Amy K. Voltz and Kenneth H. Fasman
Division of Biomedical Information Sciences, Johns Hopkins University School of Medicine, Baltimore, MD 21205-2236
The World Wide Web (WWW, the "web") provides a user-friendly interface for finding and retrieving genomic data in the Genome Data Base (GDB). Current web access via the "GDB Browser" allows the user to access all data objects in GDB, but does not emphasize data that may be most relevant to biologists interested in specific information regarding genes.
We have developed a new interface which directs the user to particular information about genes. This interface has been designed with specific questions in mind, the answers to which can now be easily found in the database: Is this gene in GDB? Where is the gene located in the genome, and what other genes or markers are located nearby? Are there PCR primers or genomic/cDNA clones for this gene? Who else has information about this gene?
These questions can be asked and answered with ease using the new interface, which returns the requested information in concise, formatted tables. The user also has the option of viewing detailed information for any object, by following a highlighted link from this table via GDB accession number.
In addition to the human gene mapping information in GDB, there are many databases currently in existence that store information of relevance to biologists. These include databases of nucleotide sequences (GSDB, GenBank, EMBL, DDBJ), human genetic disease (OMIM), protein sequence and structure (Swiss-Prot, PIR, PDB), and the genomes of model organisms (MGD, FlyBase).

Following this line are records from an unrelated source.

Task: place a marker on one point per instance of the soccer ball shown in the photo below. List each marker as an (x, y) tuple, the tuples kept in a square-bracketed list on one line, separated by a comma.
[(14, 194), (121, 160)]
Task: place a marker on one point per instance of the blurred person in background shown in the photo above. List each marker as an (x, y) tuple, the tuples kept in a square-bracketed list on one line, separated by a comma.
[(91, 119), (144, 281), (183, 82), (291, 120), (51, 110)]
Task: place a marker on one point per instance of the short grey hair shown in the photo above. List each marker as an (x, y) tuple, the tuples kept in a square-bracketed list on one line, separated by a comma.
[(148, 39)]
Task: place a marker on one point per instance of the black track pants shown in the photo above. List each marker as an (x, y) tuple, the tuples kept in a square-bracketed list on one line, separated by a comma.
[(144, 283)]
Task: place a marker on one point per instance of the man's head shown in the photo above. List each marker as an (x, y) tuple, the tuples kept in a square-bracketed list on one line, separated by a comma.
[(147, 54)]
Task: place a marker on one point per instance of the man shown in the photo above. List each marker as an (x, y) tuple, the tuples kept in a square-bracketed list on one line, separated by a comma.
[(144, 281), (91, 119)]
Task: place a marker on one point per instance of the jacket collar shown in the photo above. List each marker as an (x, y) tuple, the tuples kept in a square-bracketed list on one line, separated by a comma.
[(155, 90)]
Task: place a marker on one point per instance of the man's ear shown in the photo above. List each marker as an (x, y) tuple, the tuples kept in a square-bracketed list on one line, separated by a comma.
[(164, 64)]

Although the Internet and World Wide Web provide access to many of these databases and include some links that enable users to move from one database to another, most of these data must be gathered by contacting multiple databases. The databases do not provide an integrated view of biological knowledge -- rather the information is presented as individual entries in each database.

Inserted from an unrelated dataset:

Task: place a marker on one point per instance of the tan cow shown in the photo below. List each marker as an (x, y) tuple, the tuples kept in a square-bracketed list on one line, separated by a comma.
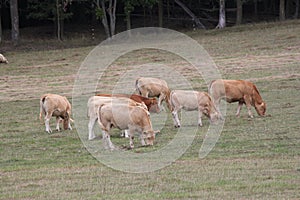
[(240, 91), (95, 102), (151, 103), (192, 100), (153, 87), (3, 59), (122, 116), (58, 106)]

We have developed a prototype system for the integration of biological information. Entries in the Gene Family Database (http://gdbdoc.gdb.org/~avoltz/home.html) begin with a definition of a gene family and descriptions of its members, including links to the databases that compile proteins of similar sequence and motif into functional families (PRODOM, PROSITE, BLOCKS). The entries also include data on map location, nucleotide sequence, gene structure and function, RNA transcripts, protein sequence, structure and expression. There are also hypertext links to information regarding model organisms and human genetic disease.

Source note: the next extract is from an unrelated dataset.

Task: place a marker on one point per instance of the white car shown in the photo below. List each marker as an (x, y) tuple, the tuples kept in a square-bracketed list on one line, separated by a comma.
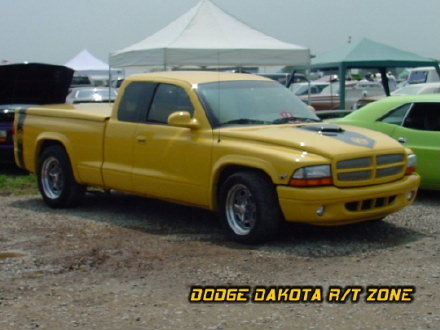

Future entries are being developed with collaborators, who can serve to analyze the database information for accuracy, but more importantly will help to develop the content and presentation of the information in the Gene Family Database. We are working to develop a model for community-based curation of such a resource.
*Supported in part by the National Institutes of Health, National Research Service Award number IF32 HG00148-01 trom the National Center for Human Genome Research, and Department of Energy award number DEFC02-9 1 ER6 1230.